On 6 March 1988, 94 women from across the country were ordained. The anniversary was celebrated on Sunday at an event in Helsinki.
Among the first group to join the priesthood was Irja Askola, who is now Bishop of Helsinki.
"It was a very touching moment, as I had waited for it for so long," said Askola. "When I graduated in theology, classmates who matriculated at the same time went straight to parishes. I was forced to wait for 13 years."
The issue was first raised in 1963, then again in the 70s, but both times the proposal failed to win the support of three quarters of the church’s general assembly. The assembly finally accepted the proposal in 1986.
Hate mail and threats for would-be women priests
"Some Finnish women transferred to Sweden to become priests," remembers Askola. "Of course we received a lot of support from men too, but the hate mail, accusations and threats were real."
Oulu was the last diocese to ordain women priests when it began to do so in the early 2000s. Men cannot now refuse to co-operate with women priests, as had been the case before.
"Workplace discrimination is no longer acceptable," notes Askola. "In our parish there is not even talk of ’women priests’, they are simply priests."

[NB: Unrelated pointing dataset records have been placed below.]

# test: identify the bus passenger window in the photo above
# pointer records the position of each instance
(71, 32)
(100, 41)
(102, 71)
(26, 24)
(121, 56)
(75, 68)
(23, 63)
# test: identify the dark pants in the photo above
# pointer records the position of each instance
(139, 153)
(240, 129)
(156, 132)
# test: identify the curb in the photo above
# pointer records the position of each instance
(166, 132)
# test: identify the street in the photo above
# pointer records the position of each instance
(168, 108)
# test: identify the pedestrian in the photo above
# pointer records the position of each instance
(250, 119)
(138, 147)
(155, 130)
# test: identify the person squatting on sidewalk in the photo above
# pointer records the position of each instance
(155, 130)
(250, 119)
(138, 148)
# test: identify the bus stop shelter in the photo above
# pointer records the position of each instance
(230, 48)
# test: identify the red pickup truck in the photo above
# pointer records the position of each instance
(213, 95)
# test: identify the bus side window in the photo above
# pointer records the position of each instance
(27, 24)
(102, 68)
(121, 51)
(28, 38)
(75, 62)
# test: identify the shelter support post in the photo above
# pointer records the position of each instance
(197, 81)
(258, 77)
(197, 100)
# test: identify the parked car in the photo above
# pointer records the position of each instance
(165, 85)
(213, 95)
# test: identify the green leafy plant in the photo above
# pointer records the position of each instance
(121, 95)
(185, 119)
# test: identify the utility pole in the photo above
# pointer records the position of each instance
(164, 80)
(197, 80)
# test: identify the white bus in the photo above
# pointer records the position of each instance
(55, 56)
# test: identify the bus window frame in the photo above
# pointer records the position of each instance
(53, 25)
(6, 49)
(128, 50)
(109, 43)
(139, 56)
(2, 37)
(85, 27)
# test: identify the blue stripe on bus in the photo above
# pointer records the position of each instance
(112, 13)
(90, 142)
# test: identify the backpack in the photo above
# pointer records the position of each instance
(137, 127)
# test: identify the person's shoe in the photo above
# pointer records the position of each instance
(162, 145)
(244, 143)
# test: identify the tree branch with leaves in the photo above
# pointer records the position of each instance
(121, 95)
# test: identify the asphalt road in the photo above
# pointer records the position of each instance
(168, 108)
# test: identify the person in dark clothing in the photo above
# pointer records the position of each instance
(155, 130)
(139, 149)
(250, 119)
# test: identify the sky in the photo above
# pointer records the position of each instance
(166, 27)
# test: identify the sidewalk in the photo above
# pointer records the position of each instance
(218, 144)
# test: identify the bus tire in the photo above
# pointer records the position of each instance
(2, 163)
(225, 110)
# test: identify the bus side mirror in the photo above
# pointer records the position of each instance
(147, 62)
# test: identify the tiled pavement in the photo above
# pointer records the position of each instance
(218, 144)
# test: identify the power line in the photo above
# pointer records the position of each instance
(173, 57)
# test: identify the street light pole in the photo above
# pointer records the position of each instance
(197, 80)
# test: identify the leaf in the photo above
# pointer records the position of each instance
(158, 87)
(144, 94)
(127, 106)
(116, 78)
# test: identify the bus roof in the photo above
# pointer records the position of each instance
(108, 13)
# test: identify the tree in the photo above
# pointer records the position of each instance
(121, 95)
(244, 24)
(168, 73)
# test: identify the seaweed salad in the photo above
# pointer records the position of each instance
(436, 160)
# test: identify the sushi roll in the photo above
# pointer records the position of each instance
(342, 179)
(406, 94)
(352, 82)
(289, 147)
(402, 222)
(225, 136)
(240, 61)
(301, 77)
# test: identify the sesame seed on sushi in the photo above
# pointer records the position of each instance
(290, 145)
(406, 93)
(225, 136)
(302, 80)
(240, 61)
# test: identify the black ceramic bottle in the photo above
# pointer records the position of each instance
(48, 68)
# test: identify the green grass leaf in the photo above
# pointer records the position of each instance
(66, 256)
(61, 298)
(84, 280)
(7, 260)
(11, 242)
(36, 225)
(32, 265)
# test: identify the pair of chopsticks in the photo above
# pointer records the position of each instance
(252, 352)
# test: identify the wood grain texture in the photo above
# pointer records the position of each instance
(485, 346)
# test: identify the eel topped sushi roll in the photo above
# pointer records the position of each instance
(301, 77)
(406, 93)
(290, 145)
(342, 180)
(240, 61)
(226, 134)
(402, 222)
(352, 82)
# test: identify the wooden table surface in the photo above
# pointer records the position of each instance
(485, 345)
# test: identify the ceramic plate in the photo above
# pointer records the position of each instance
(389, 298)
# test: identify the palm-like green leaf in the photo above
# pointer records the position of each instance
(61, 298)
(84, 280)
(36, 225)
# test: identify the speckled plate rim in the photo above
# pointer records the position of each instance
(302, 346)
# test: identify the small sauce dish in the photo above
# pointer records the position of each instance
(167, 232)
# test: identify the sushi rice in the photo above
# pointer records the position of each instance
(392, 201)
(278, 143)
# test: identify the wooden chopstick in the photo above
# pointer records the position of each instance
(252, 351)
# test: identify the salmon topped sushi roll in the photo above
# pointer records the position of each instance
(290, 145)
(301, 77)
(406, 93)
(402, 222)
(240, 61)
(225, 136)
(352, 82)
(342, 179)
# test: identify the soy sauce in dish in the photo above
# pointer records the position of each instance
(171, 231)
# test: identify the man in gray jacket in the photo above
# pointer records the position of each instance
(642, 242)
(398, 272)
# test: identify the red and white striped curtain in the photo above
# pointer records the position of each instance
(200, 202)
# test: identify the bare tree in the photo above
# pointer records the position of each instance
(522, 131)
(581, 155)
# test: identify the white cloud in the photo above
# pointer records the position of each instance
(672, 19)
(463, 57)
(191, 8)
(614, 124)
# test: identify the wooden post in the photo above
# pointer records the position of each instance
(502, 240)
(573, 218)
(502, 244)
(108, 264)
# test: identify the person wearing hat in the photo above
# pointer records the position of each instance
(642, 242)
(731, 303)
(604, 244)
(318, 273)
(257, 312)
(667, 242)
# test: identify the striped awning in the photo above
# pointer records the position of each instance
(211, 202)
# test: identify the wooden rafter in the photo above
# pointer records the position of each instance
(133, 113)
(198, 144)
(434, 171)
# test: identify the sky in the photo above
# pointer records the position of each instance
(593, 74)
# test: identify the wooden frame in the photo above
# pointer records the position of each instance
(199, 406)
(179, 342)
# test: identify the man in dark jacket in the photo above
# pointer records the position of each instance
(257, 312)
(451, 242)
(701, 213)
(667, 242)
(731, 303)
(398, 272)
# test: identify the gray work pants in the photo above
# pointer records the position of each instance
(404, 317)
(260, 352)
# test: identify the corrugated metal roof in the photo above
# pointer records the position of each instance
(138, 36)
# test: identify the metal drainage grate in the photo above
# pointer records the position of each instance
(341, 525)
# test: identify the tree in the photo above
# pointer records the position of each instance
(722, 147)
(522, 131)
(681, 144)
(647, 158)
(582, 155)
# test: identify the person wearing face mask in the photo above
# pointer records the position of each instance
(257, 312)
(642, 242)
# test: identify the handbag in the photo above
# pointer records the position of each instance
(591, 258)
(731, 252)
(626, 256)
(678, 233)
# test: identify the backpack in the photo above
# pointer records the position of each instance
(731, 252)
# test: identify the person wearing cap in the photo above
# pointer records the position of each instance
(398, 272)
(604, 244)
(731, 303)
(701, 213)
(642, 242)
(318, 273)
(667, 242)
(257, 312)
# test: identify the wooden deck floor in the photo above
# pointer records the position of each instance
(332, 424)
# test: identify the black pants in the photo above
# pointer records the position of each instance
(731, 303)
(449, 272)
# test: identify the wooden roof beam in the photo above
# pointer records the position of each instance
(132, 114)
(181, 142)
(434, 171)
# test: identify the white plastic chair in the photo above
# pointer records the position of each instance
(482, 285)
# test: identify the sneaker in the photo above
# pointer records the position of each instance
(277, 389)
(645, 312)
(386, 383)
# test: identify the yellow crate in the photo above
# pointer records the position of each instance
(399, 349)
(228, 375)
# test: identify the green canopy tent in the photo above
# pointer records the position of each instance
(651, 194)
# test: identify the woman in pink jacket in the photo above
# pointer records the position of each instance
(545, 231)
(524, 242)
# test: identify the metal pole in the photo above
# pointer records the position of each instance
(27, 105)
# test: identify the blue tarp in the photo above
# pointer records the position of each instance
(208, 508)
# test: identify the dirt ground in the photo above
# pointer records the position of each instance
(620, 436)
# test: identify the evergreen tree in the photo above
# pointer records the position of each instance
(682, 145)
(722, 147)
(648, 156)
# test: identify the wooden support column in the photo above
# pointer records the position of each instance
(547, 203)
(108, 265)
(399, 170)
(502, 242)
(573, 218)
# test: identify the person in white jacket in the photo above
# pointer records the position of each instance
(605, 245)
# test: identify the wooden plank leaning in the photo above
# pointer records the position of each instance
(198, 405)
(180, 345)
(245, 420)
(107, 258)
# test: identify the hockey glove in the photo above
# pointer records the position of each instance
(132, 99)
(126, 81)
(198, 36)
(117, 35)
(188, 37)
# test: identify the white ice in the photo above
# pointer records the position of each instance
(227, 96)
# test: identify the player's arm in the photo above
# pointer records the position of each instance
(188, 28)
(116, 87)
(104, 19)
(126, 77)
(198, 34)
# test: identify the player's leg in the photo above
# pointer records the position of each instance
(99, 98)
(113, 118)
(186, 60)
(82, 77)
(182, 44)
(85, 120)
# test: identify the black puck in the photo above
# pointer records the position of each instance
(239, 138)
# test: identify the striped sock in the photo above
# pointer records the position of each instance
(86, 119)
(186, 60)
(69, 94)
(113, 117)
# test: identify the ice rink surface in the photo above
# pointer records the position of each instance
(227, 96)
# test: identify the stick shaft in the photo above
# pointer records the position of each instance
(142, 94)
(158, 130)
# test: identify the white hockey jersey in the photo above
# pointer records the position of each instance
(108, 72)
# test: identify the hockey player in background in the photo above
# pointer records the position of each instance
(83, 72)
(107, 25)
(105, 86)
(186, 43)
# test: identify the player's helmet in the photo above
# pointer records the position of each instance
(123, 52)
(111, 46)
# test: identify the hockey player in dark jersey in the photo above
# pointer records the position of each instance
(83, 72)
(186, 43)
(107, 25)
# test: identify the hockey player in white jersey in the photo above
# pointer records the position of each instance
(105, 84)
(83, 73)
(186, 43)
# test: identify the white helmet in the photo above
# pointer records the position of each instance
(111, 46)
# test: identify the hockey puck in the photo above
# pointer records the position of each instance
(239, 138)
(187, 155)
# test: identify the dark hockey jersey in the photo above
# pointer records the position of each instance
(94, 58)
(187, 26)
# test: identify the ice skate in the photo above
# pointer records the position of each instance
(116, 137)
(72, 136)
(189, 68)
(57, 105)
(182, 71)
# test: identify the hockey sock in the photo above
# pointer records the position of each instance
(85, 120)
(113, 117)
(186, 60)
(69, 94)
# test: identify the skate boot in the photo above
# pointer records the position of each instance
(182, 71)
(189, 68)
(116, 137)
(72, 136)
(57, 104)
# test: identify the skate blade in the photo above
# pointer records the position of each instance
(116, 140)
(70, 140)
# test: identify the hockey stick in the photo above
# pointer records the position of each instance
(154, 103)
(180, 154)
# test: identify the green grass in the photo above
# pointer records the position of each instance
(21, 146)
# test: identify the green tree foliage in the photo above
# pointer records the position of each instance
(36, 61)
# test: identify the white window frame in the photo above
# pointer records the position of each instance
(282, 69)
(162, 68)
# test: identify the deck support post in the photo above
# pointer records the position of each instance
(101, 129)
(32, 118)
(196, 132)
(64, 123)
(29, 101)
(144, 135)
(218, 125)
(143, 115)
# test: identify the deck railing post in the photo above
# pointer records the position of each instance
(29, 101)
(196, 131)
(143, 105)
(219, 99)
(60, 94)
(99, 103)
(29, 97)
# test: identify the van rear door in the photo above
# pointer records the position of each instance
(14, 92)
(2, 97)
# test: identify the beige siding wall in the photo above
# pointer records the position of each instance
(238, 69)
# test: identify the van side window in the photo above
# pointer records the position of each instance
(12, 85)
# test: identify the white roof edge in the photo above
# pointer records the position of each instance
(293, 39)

Much progress has been made since 1988, but women are still not equally represented in the upper echelons of the church. Some forty percent of Finnish parish priests, around a thousand of the nation's clergy, are women, but they are under-represented at senior levels. For example in Helsinki, just four out of 33 rectors are women.
Although women bishops have been allowed in principle since 1991, Askola became the first only three years ago.